Signature closure pushes out VC’s predictions of crypto

Roughly a year and a half ago, Bain Capital Ventures Partner Matt Harris thought financial services would go from centralized to decentralized by 2050. With the closure of Signature Bank, he’s rethinking the timeline.

Why it matters: Signature was one of the few banks that services the crypto industry. Its closure isolates crypto from a significant tie to mainstream finance.

Driving the news: “I gave myself until 2050,” Harris says of his prediction that the currently centralized financial system would become decentralized. “I would have said the movement would have picked up steam in the next 3 to 5 years. And now I think that’s less likely. Or if it does pick up steam, it may well be in Singapore rather than in San Francisco.”

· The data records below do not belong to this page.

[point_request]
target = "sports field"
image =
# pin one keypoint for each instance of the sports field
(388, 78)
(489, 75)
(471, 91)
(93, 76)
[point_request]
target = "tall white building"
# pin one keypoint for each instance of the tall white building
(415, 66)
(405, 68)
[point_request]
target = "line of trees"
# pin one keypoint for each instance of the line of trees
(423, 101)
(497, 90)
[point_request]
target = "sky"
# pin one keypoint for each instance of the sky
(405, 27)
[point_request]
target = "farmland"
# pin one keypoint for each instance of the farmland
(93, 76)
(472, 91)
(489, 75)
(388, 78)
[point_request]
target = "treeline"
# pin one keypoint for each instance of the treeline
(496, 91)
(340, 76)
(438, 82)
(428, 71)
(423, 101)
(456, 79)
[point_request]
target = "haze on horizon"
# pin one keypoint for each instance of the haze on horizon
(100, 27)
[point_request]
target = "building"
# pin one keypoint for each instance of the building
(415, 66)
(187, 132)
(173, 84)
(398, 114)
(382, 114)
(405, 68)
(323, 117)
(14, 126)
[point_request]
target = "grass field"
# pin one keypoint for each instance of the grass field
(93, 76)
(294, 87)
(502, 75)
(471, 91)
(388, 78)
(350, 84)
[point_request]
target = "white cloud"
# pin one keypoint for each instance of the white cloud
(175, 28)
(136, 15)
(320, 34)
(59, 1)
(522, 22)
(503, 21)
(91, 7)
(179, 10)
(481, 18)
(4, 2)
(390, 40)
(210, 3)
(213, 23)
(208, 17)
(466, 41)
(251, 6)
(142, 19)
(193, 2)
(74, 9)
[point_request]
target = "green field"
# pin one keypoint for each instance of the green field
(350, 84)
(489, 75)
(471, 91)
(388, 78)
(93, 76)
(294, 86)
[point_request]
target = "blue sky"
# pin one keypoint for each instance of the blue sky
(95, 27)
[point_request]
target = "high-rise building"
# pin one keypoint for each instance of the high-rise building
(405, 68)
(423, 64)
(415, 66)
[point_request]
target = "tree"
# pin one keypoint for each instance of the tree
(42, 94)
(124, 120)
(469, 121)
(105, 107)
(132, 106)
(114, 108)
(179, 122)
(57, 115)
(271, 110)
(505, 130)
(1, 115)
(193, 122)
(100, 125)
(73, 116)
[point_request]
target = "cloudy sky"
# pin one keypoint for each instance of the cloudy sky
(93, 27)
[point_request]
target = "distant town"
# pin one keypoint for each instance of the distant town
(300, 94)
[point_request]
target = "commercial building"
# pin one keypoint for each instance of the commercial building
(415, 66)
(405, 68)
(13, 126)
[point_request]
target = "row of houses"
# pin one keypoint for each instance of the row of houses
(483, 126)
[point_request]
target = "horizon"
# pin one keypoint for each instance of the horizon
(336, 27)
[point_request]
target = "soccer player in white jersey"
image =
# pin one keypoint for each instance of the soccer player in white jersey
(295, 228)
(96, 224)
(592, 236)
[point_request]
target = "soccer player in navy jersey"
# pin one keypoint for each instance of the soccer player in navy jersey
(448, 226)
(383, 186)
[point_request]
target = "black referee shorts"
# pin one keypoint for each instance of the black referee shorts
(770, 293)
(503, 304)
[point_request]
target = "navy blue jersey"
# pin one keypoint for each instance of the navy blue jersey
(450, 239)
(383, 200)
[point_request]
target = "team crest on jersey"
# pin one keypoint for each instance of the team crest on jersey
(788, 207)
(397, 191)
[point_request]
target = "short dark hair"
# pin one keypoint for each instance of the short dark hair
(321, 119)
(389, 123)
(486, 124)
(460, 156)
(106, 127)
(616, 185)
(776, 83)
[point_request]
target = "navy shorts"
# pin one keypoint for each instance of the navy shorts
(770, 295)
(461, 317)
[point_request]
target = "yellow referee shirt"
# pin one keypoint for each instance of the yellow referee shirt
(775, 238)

  • Previously, Harris predicted in a Forbes essay that the world would be deeply in a DeFi revolution by 2050: Payments will be complete via stablecoins, insurance will be intermediated by protocols and lending pools will become more mainstream.
  • “Signature’s [closure] is an enormous blow,” he says. “Regulators have crippled the crypto industry’s access to the fiat infrastructure in the United States.”

Context: Regulators have grown increasingly wary of crypto in recent months and have cracked down on the industry following a string of high-profile collapses.

The big picture: It’s not just Signature and Silvergate’s closure that has Harris rethinking the timeline. But also government attitudes to the industry.

  • “I think we’re in a really pivotal and scary moment as it relates to crypto in the United States,” he says. “I do hope that cooler heads prevail and and our government decides that this is an exciting, new, important industry that we’d rather be in than out.”